Somehow, it has happened. As a rule, there is no definitive answer to the question “Which is to blame” and this issue will remain silent until the quest arises regarding the possibility of the next child. In such a case, both parents must undergo tests and genetic counseling. Under these conditions, undoubtedly, the search for the culprit is destructive. These conditions further reflect a sense of guilt and their attempt to subdue those experiences that can further lead to the deterioration of family relationships. When a problem of a mentally disabled infant occurs in a family, all family members need to support each other as the moral support of each family member plays a powerful role in overcoming depressive moments.
It becomes the responsibility of the parents to accept the child, create favorable conditions for his or her development, and at the same time, not overlook his capabilities and demands. Otherwise, it may create a cult of complexes based on parents’ belief that the child may not be lucky to them. These conditions further affect the psychology of the infant, leading to his being self-centered, poorly adapted and under-trained. With the right approach, the infant starts enjoying life and developing the ability to enjoy communication with the parents, even though the success may be moderate. A mentally disabled infant always be under the supervision of a psychiatrist who knows a family’s medical history, and parents should not rush from one psychiatrist to another in search of a miraculous healer. Competent psychiatrists constantly observe the child’s needs. Their periodical checkups improve the child’s development, thus preventing a child from further related neurotic reactions. Hence, a mental disability can blanket the family shame of the chronic traumatic factor so that the kid can bring joy to his/her parents just as other healthy children. It all depends upon the parents’ attitude towards him/her, and a proper attitude toward the tasks of treatment and education is the correct approach.
The Concept of Mental Retardation
According to local experts, mental retardation consistently violates certain mental quality structures in an infant’s nervous system. Mental retardation leads to the failure of cognitive activity and causes persistent underdevelopment of abstract processes of generalization combined with the inertia of mental processes. Based primarily on data from psychometric research, the literature defines several approaches to the definition of infant mental retardation.
The Main Forms of Mental Retardation
Oligophrenia
When mental retardation occurs early in Uterus, brain underdevelopment occurs. It is caused by hereditary influences or a variety of damaging environmental factors. This fatal development occurs at birth and during the first year of an infant’s life. When there is an increase in mental retardation, the intellectual defect occurs. The behavior of mental disorders associates with the age patterns of the child’s development. Oligophrenia is a total underdevelopment characteristic of neuropsychological functions with primary failures of abstract thought forms.
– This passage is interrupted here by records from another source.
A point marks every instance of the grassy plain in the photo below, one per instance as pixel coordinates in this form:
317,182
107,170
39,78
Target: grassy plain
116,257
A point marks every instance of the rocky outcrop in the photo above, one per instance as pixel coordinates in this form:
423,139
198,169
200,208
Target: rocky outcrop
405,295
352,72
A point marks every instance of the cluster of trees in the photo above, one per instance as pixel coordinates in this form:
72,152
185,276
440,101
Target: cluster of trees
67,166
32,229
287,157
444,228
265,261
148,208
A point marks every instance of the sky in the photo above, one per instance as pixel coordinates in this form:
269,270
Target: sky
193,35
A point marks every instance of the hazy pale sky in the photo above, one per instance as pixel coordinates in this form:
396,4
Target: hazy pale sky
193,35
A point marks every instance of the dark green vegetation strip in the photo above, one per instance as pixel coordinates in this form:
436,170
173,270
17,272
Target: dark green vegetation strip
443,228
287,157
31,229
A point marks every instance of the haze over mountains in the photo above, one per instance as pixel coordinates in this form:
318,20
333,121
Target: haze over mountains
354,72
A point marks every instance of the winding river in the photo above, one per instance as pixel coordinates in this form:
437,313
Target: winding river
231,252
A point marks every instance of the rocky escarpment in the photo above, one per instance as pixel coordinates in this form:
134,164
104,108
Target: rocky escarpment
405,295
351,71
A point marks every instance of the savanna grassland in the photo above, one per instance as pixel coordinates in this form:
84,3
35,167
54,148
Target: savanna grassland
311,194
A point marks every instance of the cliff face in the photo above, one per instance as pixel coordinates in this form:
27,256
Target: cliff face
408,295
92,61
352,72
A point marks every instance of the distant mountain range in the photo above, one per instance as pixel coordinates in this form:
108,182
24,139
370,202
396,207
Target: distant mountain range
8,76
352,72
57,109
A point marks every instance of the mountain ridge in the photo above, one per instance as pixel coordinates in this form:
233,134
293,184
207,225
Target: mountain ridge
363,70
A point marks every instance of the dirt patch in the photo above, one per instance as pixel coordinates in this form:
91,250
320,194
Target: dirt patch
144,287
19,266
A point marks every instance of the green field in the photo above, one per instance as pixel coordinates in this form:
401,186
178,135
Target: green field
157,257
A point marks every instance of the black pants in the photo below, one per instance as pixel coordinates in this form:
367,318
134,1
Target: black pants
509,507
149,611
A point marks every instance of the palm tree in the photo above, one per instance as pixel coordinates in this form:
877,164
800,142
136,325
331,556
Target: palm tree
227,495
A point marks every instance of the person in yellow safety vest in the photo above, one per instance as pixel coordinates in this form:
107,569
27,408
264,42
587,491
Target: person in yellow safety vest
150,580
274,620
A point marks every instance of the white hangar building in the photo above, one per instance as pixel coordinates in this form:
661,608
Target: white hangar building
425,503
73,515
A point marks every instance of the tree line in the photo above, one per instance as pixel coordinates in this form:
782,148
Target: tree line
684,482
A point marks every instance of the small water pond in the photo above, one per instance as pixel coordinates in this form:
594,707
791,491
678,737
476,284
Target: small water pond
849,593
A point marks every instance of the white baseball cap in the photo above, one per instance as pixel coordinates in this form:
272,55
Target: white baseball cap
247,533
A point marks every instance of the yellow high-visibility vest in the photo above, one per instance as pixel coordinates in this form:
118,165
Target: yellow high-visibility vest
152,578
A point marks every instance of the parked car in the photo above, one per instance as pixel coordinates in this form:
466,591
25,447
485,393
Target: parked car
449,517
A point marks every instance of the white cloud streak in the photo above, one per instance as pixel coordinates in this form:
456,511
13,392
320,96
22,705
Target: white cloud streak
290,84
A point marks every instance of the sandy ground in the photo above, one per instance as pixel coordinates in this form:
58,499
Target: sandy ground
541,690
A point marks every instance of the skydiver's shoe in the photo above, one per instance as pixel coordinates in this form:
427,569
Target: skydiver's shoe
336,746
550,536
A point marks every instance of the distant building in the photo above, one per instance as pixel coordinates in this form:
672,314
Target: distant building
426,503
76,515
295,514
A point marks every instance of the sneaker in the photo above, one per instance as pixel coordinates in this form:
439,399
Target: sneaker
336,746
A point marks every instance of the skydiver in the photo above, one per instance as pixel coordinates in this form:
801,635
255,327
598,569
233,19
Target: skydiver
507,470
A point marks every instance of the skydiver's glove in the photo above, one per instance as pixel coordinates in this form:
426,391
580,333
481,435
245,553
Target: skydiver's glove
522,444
Intellectual defect combines with impaired motor skills, speech, perception, memory, attention, emotional development, and arbitrary behavior. Hypoplasia of cognitive activity in oligophrenia demonstrates the primary failure of logical thinking, mobility impairments of mental processes, and the inertia of thinking. In such cases, the weakness of logical thinking is rooted in the low level of generalization, comparison of objects and phenomena of reality, and inability to understand the symbolic meaning of proverbs and metaphors.
Further, thinking slows down, and the typical inertia of mental processes does not transfer a learning mode of action to the new conditions. In mentally disabled infants, underdevelopment of thinking affects the flow of mental processes. In perception, memory primarily affects the functions of abstraction and generalization, i.e., always broken components of mental activity affect the analytic-synthetic activity of the brain. Hence, the emotional volitional sphere reflects low complex emotions and arbitrary behavior.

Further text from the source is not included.